Sunday, May 19, 2013

Hope at Pentecost

This Pentecost morning I preached at Grace Episcopal Church in Columbus, Nebraska, and included some thoughts about what hope might look like in the face of global warming. Here’s an excerpt:

Jesus said, “[God] will give you another Advocate, to be with you forever. This is the Spirit of truth…Do not let your hearts be troubled, and do not let them be afraid.” (John 14: 16,17, 27)

In this morning’s lesson from Romans (Romans 8:12-25), St. Paul says that “hope that is seen is not hope. For who hopes for what is seen?” In other words, if we know that something we desire will happen, we don’t call that knowledge hope. Hope is being mindful of the possibility of something good; it's not the knowledge that something that is definitely going to happen is going to happen. If I know that today is Pentecost, if I see it right there on the church calendar, then it would seem odd to say that I hope that today is Pentecost. I might hope that the weather will be nice on Pentecost or hope that people come to church on Pentecost, but I don’t hope that it’s Pentecost because I know that no matter what the weather or the attendance, today simply is Pentecost.

We might wonder what hope looks like in this century, especially in light of the environmental challenges before us. Last week, the level of carbon dioxide measured in the atmosphere at the Mauna Loa observatory hit 400 parts per million for the first time in human history. Scientists tell us that to prevent catastrophic warming, that level needs to be no higher than 350 parts per million. We are already seeing an increase in extreme weather – drought, storms, floods, extreme temperatures, already seeing a dramatic decrease in the volume of Arctic ice, and already seeing the effects of these things on humans and other living things. I read this week (Geoffrey Lean, The Telegraph) about two villages in Fiji that are moving uphill and inland to escape rising sea levels, leaving behind, as one official put it, the place where “they have stored their history, their genealogy and their very being”.   On the other side of the Pacific from Fiji, the villagers of Newtok, Alaska, are also preparing to move. Newtok is built on permafrost which is no longer permanent; the melting ground is now too unstable to support buildings and roads. There will in future years be fewer and fewer livable places to which we can move. We know that the changes we are already seeing will be with us long-term no matter what we do now; the challenge is to avoid the worst.
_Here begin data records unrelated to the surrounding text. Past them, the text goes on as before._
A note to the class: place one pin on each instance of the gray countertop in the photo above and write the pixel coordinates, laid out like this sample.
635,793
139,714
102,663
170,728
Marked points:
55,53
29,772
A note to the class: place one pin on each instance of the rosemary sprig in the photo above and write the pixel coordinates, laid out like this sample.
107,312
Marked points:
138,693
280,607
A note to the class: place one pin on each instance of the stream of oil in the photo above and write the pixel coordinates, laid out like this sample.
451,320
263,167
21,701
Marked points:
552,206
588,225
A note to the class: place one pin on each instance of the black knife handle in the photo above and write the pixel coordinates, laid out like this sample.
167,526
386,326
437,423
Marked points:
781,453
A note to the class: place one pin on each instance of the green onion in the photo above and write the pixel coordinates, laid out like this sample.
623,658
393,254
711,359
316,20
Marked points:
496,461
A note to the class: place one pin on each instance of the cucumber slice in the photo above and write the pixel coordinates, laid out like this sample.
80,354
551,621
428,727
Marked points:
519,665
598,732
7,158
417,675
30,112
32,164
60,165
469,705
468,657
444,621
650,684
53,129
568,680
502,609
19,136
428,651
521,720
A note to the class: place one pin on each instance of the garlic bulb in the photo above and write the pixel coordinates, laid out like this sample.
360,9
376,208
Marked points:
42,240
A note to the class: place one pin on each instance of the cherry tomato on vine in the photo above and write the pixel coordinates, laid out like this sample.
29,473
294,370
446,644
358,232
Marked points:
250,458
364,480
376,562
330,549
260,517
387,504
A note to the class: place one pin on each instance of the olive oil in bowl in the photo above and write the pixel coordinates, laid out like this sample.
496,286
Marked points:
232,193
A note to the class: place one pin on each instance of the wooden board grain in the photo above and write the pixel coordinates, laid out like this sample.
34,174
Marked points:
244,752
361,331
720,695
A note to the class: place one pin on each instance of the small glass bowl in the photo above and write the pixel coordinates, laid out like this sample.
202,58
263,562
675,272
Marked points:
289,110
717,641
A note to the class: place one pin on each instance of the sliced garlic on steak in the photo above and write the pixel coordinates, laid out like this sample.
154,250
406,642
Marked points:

We don’t think about all of this much; we at least don’t hear as much about this in the news as we do lesser things, even trivial things.  We aren’t used to having to think about such things, and we don’t know how to think about them. Christians, though, know how to think about hope, and that makes it possible for us to hold all of this and look at it and think about it. What does hope look like now?

Hope is indeed as Paul describes it, even as the whole creation groans in suffering. Hope is what helps us have the will and the energy to do what we can; and we in turn find new hope when we work with others to turn this around, to advocate for cleaner energy sources, to break the silence from our leaders and the media that keeps us from doing what needs to be done. Hope is in the end trust in God’s goodness; it is believing that even if we cannot imagine or envision a good end to the story, God is good. We are Easter people who know that God brings life where we can see only death; we are also Pentecost people who at our best are open to receiving the Holy Spirit, the Spirit of truth, and to acting faithfully in response to the Spirit.

Today is the birthday of the church and a day we gather in joy in the name of God: the Source of All Being, Incarnate Word, and Holy Spirit. Do not let your hearts be troubled, and do not let them be afraid. Amen.